New amendment draft ordered



By Ahmed Hassan


ISLAMABAD, Aug 15: President Pervez Musharraf on Tuesday directed the ministry of law to redraft the proposed amendments to the Hudood laws by incorporating some of the proposals forwarded by the coalition members.

The directive, sources said, was issued after a grand meeting of the ruling coalition members chaired by the president at the President House. Senior members of the ruling PML and Prime Minister Shaukat Aziz attended the meeting.

The meeting decided to try to table the redrafted amendments to the law during the ongoing National Assembly session and that the ruling coalition would support it in debates and in the house committee.

President Musharraf is learnt to have impressed upon 180 MNAs and senators of the ruling coalition that the Hudood Ordinance could neither be repealed nor any law be allowed to be framed that was repugnant to Islamic injunctions.

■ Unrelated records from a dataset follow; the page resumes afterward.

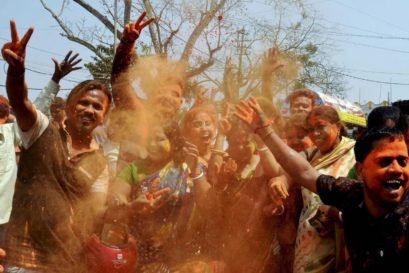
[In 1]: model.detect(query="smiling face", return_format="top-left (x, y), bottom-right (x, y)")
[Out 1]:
top-left (66, 89), bottom-right (108, 136)
top-left (307, 115), bottom-right (341, 154)
top-left (186, 111), bottom-right (216, 150)
top-left (358, 137), bottom-right (409, 213)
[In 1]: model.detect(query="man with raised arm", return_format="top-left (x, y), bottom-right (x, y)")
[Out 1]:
top-left (2, 21), bottom-right (111, 273)
top-left (111, 12), bottom-right (184, 127)
top-left (236, 97), bottom-right (409, 273)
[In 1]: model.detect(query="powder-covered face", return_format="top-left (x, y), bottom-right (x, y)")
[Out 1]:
top-left (285, 126), bottom-right (313, 152)
top-left (290, 96), bottom-right (313, 115)
top-left (66, 89), bottom-right (108, 136)
top-left (307, 115), bottom-right (340, 154)
top-left (227, 127), bottom-right (253, 164)
top-left (358, 137), bottom-right (409, 211)
top-left (146, 127), bottom-right (171, 162)
top-left (186, 111), bottom-right (216, 150)
top-left (152, 83), bottom-right (183, 122)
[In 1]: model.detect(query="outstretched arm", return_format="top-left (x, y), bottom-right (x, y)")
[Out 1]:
top-left (236, 97), bottom-right (320, 193)
top-left (2, 20), bottom-right (35, 131)
top-left (254, 133), bottom-right (283, 178)
top-left (111, 12), bottom-right (154, 110)
top-left (34, 50), bottom-right (82, 114)
top-left (261, 48), bottom-right (283, 101)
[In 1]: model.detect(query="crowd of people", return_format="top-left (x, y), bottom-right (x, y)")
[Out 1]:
top-left (1, 11), bottom-right (409, 273)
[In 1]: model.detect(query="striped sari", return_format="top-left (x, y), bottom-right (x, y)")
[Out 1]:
top-left (293, 137), bottom-right (356, 273)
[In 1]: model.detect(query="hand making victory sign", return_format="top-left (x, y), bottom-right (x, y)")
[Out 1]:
top-left (2, 20), bottom-right (37, 131)
top-left (1, 20), bottom-right (33, 74)
top-left (121, 11), bottom-right (155, 44)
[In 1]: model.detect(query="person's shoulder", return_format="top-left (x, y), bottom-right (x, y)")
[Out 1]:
top-left (318, 174), bottom-right (362, 191)
top-left (317, 174), bottom-right (363, 209)
top-left (0, 122), bottom-right (14, 131)
top-left (396, 190), bottom-right (409, 218)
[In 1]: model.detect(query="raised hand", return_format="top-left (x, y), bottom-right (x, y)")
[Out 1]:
top-left (194, 86), bottom-right (209, 107)
top-left (235, 96), bottom-right (269, 132)
top-left (51, 50), bottom-right (82, 83)
top-left (121, 11), bottom-right (155, 44)
top-left (262, 47), bottom-right (283, 75)
top-left (218, 102), bottom-right (232, 135)
top-left (1, 20), bottom-right (33, 74)
top-left (268, 176), bottom-right (289, 201)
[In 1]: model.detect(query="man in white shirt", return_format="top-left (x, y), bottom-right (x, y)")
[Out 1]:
top-left (0, 96), bottom-right (20, 247)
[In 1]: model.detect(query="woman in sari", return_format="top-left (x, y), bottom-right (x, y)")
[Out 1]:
top-left (182, 105), bottom-right (217, 165)
top-left (270, 105), bottom-right (355, 273)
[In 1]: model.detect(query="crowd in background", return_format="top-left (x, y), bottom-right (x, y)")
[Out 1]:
top-left (1, 11), bottom-right (409, 273)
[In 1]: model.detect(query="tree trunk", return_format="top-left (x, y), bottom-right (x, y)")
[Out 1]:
top-left (124, 0), bottom-right (132, 25)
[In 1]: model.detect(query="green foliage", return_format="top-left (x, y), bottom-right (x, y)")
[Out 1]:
top-left (84, 45), bottom-right (114, 84)
top-left (84, 41), bottom-right (153, 85)
top-left (294, 43), bottom-right (345, 98)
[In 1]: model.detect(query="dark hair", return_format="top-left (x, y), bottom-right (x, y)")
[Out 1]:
top-left (226, 117), bottom-right (249, 138)
top-left (398, 114), bottom-right (409, 134)
top-left (286, 89), bottom-right (317, 107)
top-left (354, 127), bottom-right (403, 163)
top-left (50, 97), bottom-right (66, 108)
top-left (66, 80), bottom-right (112, 112)
top-left (307, 105), bottom-right (347, 137)
top-left (367, 106), bottom-right (400, 130)
top-left (392, 100), bottom-right (409, 115)
top-left (0, 96), bottom-right (10, 119)
top-left (182, 105), bottom-right (216, 136)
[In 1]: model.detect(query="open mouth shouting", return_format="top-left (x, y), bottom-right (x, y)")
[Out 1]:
top-left (201, 133), bottom-right (212, 144)
top-left (383, 179), bottom-right (404, 193)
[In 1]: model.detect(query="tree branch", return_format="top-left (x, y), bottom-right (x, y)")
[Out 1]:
top-left (72, 0), bottom-right (121, 39)
top-left (39, 0), bottom-right (104, 59)
top-left (242, 80), bottom-right (261, 99)
top-left (163, 24), bottom-right (181, 54)
top-left (180, 0), bottom-right (226, 62)
top-left (124, 0), bottom-right (132, 25)
top-left (142, 0), bottom-right (162, 53)
top-left (185, 30), bottom-right (223, 78)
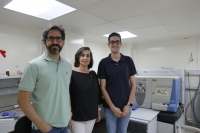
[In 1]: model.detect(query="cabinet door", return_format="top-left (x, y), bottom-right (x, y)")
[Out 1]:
top-left (127, 120), bottom-right (147, 133)
top-left (157, 121), bottom-right (173, 133)
top-left (0, 78), bottom-right (20, 88)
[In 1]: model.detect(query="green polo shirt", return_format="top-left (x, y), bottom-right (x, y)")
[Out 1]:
top-left (19, 52), bottom-right (72, 129)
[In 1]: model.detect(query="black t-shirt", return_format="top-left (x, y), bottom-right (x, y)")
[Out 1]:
top-left (70, 70), bottom-right (102, 121)
top-left (97, 54), bottom-right (137, 110)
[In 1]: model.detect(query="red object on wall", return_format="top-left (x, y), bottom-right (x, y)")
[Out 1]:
top-left (0, 50), bottom-right (6, 58)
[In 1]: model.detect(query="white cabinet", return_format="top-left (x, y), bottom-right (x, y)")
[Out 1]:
top-left (128, 108), bottom-right (159, 133)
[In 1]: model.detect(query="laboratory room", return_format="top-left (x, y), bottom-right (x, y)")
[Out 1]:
top-left (0, 0), bottom-right (200, 133)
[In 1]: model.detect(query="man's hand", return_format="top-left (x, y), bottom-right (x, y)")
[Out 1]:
top-left (111, 106), bottom-right (123, 118)
top-left (40, 124), bottom-right (52, 133)
top-left (68, 119), bottom-right (72, 130)
top-left (122, 105), bottom-right (131, 116)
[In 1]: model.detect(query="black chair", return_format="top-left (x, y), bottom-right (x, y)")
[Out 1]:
top-left (14, 115), bottom-right (32, 133)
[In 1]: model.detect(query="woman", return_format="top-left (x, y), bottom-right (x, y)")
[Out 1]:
top-left (69, 47), bottom-right (102, 133)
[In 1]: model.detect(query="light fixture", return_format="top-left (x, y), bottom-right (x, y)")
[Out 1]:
top-left (103, 31), bottom-right (137, 39)
top-left (3, 0), bottom-right (76, 20)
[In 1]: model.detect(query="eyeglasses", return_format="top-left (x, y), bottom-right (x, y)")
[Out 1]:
top-left (46, 36), bottom-right (63, 42)
top-left (109, 40), bottom-right (121, 45)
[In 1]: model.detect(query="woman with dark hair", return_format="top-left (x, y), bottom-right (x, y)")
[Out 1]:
top-left (69, 47), bottom-right (102, 133)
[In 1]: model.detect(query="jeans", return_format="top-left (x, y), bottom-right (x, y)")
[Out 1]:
top-left (31, 126), bottom-right (68, 133)
top-left (104, 107), bottom-right (131, 133)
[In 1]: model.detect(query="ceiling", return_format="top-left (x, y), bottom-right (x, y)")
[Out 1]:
top-left (0, 0), bottom-right (200, 44)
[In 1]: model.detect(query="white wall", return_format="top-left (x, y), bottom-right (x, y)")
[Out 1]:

The sources said that a majority of the participants deemed it wrong to punish a man or a woman just because a case was registered under the Hudood laws, adding that they wanted all people detained without sufficient proof to be released without any punishment.

Stressing the need for protecting women’s rights, the president said that it was incumbent upon the legislators to bring all laws in conformity with true Islamic teachings.

When a woman legislator of the ruling PML suggested to repeal the Hudood Ordinance entirely, the president is reported to have said: “You need to use common sense.”

The president said that the main purpose of amending the Hudood laws was to protect women’s rights but laws repugnant to the teachings of the Holy Quran and Sunnah could not be enacted.

The president said some articles of the Hudood ordinance were not in accordance with the true spirit of the Holy Quran and Sunnah and there was general consensus among scholars of various schools of thought that they needed to be amended.

Sources quoted the president as saying that they were trying to “protect the rights of our mothers, sisters and daughters and we must not shirk away from safeguarding their judicial rights.